Je pense : Non, non, j’ai fait demi-tour pour admirer ton superbe manteau à poils rose ! Bouge pas, j’prends une photo !
Sauf que… À l’époque, on ne sortait pas son téléphone pour prendre une photo. Un téléphone, ça permettait de téléphoner. Et de jouer à Snake. Mon Nokia 5110, malgré son impressionnant gabarit, n’intégrait pas d’appareil photo. C’est fort dommage, ça valait des points. Je suis un brin moqueur (et aussi un brun moqueur ), mais là, c’était légitime !

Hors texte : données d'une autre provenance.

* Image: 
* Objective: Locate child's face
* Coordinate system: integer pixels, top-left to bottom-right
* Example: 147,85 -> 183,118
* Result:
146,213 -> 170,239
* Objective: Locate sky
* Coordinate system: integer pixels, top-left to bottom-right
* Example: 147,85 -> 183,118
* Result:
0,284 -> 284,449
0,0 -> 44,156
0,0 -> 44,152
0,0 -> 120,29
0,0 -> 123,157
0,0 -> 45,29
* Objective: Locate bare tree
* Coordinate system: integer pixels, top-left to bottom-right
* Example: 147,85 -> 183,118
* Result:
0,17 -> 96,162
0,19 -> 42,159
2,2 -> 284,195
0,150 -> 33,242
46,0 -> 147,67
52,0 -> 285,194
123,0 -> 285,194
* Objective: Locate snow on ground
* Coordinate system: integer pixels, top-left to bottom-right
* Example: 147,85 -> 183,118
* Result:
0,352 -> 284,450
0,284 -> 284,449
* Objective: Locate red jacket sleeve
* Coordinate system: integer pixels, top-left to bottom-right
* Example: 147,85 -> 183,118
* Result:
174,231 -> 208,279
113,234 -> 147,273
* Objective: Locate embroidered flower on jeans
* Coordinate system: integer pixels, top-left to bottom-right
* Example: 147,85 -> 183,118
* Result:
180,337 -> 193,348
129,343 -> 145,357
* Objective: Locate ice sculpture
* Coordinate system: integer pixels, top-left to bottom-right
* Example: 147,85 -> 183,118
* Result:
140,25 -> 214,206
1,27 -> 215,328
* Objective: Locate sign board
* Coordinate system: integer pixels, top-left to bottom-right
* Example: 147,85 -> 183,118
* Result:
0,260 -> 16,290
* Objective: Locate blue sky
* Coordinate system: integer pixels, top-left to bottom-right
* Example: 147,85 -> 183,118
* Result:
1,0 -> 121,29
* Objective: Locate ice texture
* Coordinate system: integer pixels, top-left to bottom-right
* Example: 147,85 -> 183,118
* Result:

Bref, elle se rend à Montbéliard, c’est ma route et elle monte.
Vanessa a 22 ans. Elle est enceinte de 6 mois et demi, elle habite à Baume-les-Dames, où elle a toujours vécu. Une pure doubienne, quoi. Son rêve : habiter un jour à Paris. Mais il faut de l’argent pour ça. Elle me demande s’il y a un chien derrière, ou un chat. Je lui réponds que non. Après s’être assurée que j’aimais bien les chats, elle m’annonce qu’elle en a trois :
- une chatte,
- Félix,
- et un chat roux.
Ce sont les seules informations qu’elle a jugé nécessaires de me donner. Ces trois félins sont très gentils, sauf quand ils font pipi sur la tapisserie et les portes, ce qui laisse des auréoles jaunes pâles. Et aussi quand Le Roux (on ne sait pas pourquoi) donne des coups de patte à la chatte. Ce phénomène, qu’on pourrait croire anodin, semble susciter beaucoup d’interrogations dans la famille…
Après ces présentations d’usage, j’apprends que Vanessa se rend chez le copain de sa sœur. Je lui dis que je peux la déposer là où ça l’arrange dans Montbéliard. Mais le problème, c’est que Vanessa n’a pas le droit de faire du stop. Ben oui : enceinte de 6 mois et demi, dans la nuit et par ce froid, ça se tient.
Fièrement, elle m’annonce :
— Il faudrait donc qu’on arrive à Montbéliard en même temps qu’un train !
Elle avait tout préparé, la Vaness’ ! Mais je préfère ne pas répondre et me concentrer sur ma conduite. Jusqu’à ce que ma voiture, une superbe Renaud 19 violet métallisé d’une élégance rare, refasse cet étrange et impressionnant bruit de frottement et de claquement, comme si quelque chose de métallique bloquait fermement une roue.
— Ça ne risque pas d’exploser ? Non parce que je ne voudrais pas perdre la vie ce soir. On ne sait jamais… Bon, en cas de problème, on s’arrête, hein ?!.
Je la rassure en lui disant que les explosions de voitures ne sont pas si fréquentes que ça en dehors des films américains et que, moi non plus, je n’avais pas prévu de brûler vif dans ma caisse ce soir-là. Quand j’y repense : la Vaness’ rose bonbon dans la R19 violet métal… Sacré tableau !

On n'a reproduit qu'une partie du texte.